The subterranean formation may thereafter be stimulated for the production of oil through the cemented wellbore. In some operations, the subterranean formation may be stimulated by a hydraulic fracturing treatment. In hydraulic fracturing treatments, a treatment fluid is pumped past the cement sheath into a portion of the subterranean formation at a rate and pressure such that the subterranean formation breaks down, and one or more fractures are formed. Typically, particulate solids, such as graded sand, are suspended in a portion of the treatment fluid and then deposited into the fractures. These particulate solids, or “proppant particulates,” serve to prop open the fracture (e.g., keep the fracture from fully closing) after the hydraulic pressure is removed. By keeping the fracture from fully closing, the proppant particulates aid in forming conductive paths through which produced fluids, such as oil, may flow.
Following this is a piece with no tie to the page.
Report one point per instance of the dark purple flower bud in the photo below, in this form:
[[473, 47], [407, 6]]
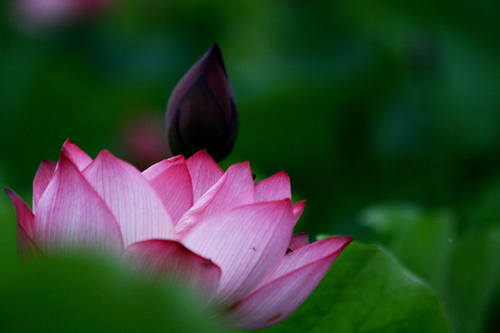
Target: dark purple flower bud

During oil production from a subterranean formation, water or undesirable gas may seep from the formation and accompany the produced oil. The production of water or unwanted gas with the produced oil may present major problems, including a significant reduction of oil production, the need for costly remedial actions, downtime in production, and the like. The water may seep into the well with produced oil from any subterranean zone in communication with the oil producing formation, such as, for example, through a fracture, a high-permeability streak, a high-permeability zone, and the like, or may be the result of water coning, water cresting, lateral channeling, and the like. Additionally, the source of the water may be from waterflood techniques. Likewise, although in some instances gas may be desirably produced from a subterranean formation, certain gases may be undesirable and production at high gas/oil ratios may decrease the productive life of the subterranean formation. Unwanted gas may seep into the well with produced oil due to a variety of causes, including fractures in the formation, gas coning, gas channeling, and the like as a result of the high mobility of gas in the formation.
Conformance control treatments may be used to reduce the influx of water (“water shutoff”) or gas (“gas shutoff”) with produced oil. As used herein, the term “conformance control” and any variants thereof (e.g., “conformance treatments” or “conformance control treatments”) refers to sealant treatments involving the placement of a material, or a “conformance material” or “conformance composition,” into a wellbore and adjacent to a water-bearing or gas-bearing portion of a subterranean formation that is capable of at least partially preventing, reducing, or otherwise controlling the influx of the water or gas into the wellbore. Such conformance materials may include, but are not limited to, particulates, gels, sealants, blocking polymers, and the like. Conformance control treatments may enhance recovery efficiency and reduce costly downtime or separation techniques required for separating the oil from unwanted produced fluids.
Subterranean formations often require conformance treatments at depleted or low pressure zones, where the hydrostatic pressure coupled with pumping pressure in the wellbore may exceed the fracture gradient of the formation, thus promoting the formation of unplanned, induced fractures and significant loss of drilling or other treatment fluids, particularly those having high densities. Conformance fluids may additionally be lost into these fractures or other areas of high permeability if they are themselves high-density fluids or are delivered in high-density fluids. Conformance fluids foamed due to the presence of gas within the fluid have thus been used to achieve reduced densities. The addition of gas to achieve foamed conformance materials may not always be sufficient to overcome the high density constituents often included in conformance fluids. Moreover, the presence of the gas and the high density constituents together may cause the foamed conformance fluids to reach extreme viscosities that are unmanageable in terms of mixing and pumping. Furthermore, the equipment requirements for transporting and injecting gases into fluids makes the technology less accessible. Thus, although the density of the conformance fluid may be reduced, it may not be practicably used.